Connotations Comes To OPWC

Connotations Comes To OPWC

Student poetry mag needs donations to continue winning tradition

By Ginny Masullo
TFW Contributing Writer

April is National Poetry Month. Ozark Poets and Writers Collective celebrates this event by honoring the up and coming writers of Fayetteville High School’s literary and art magazine — Connotations — at 7 p.m. Tuesday, April 26 at Nightbird Books on Dickson Street in Fayetteville.

Connotations, which is in its 28th year, works each year from a theme chosen by the Connotations staff. This year, the dream cycle is the underlying thread throughout the magazine. Banah Ghadbian, who is the poetry editor, finds the dream theme a perfect and fecund match for the making of an art and literary magazine.

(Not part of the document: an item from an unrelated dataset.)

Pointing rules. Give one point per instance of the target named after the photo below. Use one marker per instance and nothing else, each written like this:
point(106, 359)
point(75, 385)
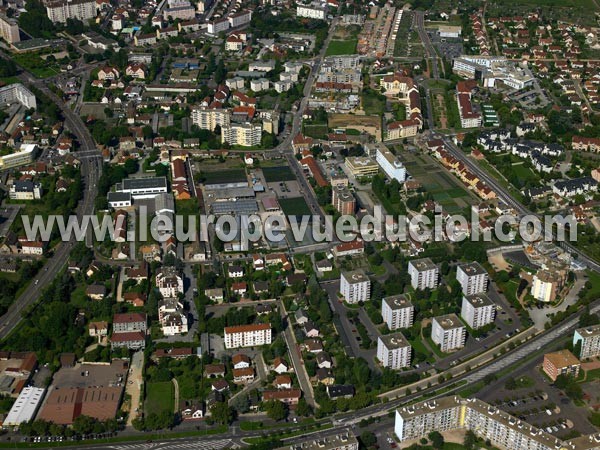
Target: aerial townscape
point(174, 180)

In an email interview, she elaborated on the use of the dream cycle for developing the journal.

“The first stage is falling asleep with the short, hypnagogic hallucinations that are hard to distinguish from reality. The bulk of the magazine is REM and non-REM. REM is considered the memory consolidation process in the sleep cycle. We clump together episodic memories and weed out the un-important ones. That stage is where we have placed the meat of our prose and poetry. From what I understand, non-REM comes next and is a little more concrete, less ‘vivid.’ In this stage of the magazine, we have positioned the more concrete images and nonfiction type pieces. The magazine ends with the last stage, the ‘waking up’ similar to the first stage in its short, abstract pieces.”

Visual art is central to the publication. Ghadbian relates that the quality of art from Fayetteville High School artists is astonishing and works to elevate the excellence of their publication. Connotations has won numerous prizes for its work in past years. This mag promises to be a likely candidate for more such awards.

It takes a lot to fund such a stellar magazine, and the student staff usually begins the process with a huge debt. This year they were $8,000 in arrears. Says Ghadbian, “We can use all the contributions we get.”

While the OPWC reading is free, a hat is passed, and the proceeds will go to Connotations. What better way to celebrate the art of poetry and the young artists of our town than to listen to their work and contribute your spare change to their endeavor?
The usual OPWC open mic, with a four-minute time limit for each participant, and Brick House Kafe’s offerings of delicious snacks and libations guarantee a satisfying close to National Poetry Month.

Come on. Take those poems out of your drawers, out of your computers and let them into the April light.